On Mon, Jan 20, 2014 at 10:40 AM, Oscar Benjamin wrote:
I use numpy for giga-row arrays of short text strings, so memory and performance issues are real.
> > performance issues are real.
> > As discussed in the previous parent thread, using the bytes dtype is
> > a problem because users of a text array want to do things like filtering
> > (`match_rows = text_array == 'match'`), printing, or other manipulations
> > a natural way without having to continually use bytestring literals or
> > `.decode('ascii')` everywhere.  I tried converting a few packages while
> > leaving the arrays as bytestrings and it just ended up as a very big
> mess.
> > From my perspective the goal here is to provide a pragmatic way to allow
> > numpy-based applications and end users to use python 3.  Something like
> > this proposal seems to be the right direction, maybe not pure and perfect
> > but a sensible step to get us there given the reality of scientific
> > computing.
I don't really see how writing b'match' instead of 'match' is that big a deal.
> deal.

It's a big deal because all your existing python 2 code suddenly breaks on
python 3, even after running 2to3.  Yes, you can backfix all the python 2
code and use bytestring literals everywhere, but that is very painful and
ugly.  More importantly it's very fiddly because *sometimes* you'll need to
use bytestring literals, and *sometimes* not, depending on the exact
dataset you've been handed.  That's basically a non-starter.

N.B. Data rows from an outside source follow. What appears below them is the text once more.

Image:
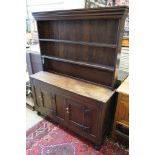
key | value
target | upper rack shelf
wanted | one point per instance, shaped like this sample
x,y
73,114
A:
x,y
93,65
81,43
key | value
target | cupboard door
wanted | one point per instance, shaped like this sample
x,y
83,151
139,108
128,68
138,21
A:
x,y
82,117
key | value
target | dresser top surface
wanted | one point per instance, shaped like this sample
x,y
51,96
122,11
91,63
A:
x,y
86,89
124,87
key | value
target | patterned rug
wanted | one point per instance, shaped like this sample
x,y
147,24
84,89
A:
x,y
47,138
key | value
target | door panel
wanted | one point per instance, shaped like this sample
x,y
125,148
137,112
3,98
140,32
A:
x,y
60,107
81,116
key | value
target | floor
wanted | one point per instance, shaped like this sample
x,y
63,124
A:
x,y
31,118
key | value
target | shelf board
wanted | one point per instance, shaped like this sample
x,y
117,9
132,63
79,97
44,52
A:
x,y
96,66
80,43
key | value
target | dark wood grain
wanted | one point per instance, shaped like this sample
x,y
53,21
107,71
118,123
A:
x,y
80,52
88,37
79,108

As you say below, the only solution is a proper separation of bytes/unicode
where everything internally is unicode.  The problem is that the existing
4-byte unicode in numpy is a big performance / memory hit.  It's even
trickier because libraries will happily deliver a numpy structured array
with an 'S'-dtype field (from a binary dataset on disk), and it's a pain to
then convert to 'U' since you need to remake the entire structured array.
 With a one-byte unicode the goal would be an in-place update of 'S' to 's'.

> And why are you needing to write .decode('ascii') everywhere?

>>> print("The first value is {}".format(bytestring_array[0]))

On Python 2 this gives "The first value is string_value", while on Python 3
this gives "The first value is b'string_value'".

> read and write in binary mode?
> I apologise if I'm wrong but I suspect that much of the difficulty in
> getting
> the bytes/unicode separation right is down to the fact that a lot of the
> code
> you're using (or attempting to support) hasn't yet been ported to a clean
> text
> model. When I started using Python 3 it took me quite a few failed attempts
> at understanding the text model before I got to the point where I
> understood
> how it is supposed to be used. The problem was that I had been conflating
> text
> and bytes in many places, and that's hard to disentangle. Having fixed
> most of
> those problems I now understand why it is such an improvement.
> In any case I don't see anything wrong with a more efficient dtype for
> representing text if the user can specify the encoding. The problem is that
> numpy arrays expose their underlying memory buffer. Allowing them to
> interact
> directly with text strings on the one side and binary files on the other
> breaches Python 3's very good text model unless the user can specify the
> encoding that is to be used. Or at least if there is to be a blessed
> encoding
> then make it unicode-capable utf-8 instead of legacy ascii/latin-1.
> Oscar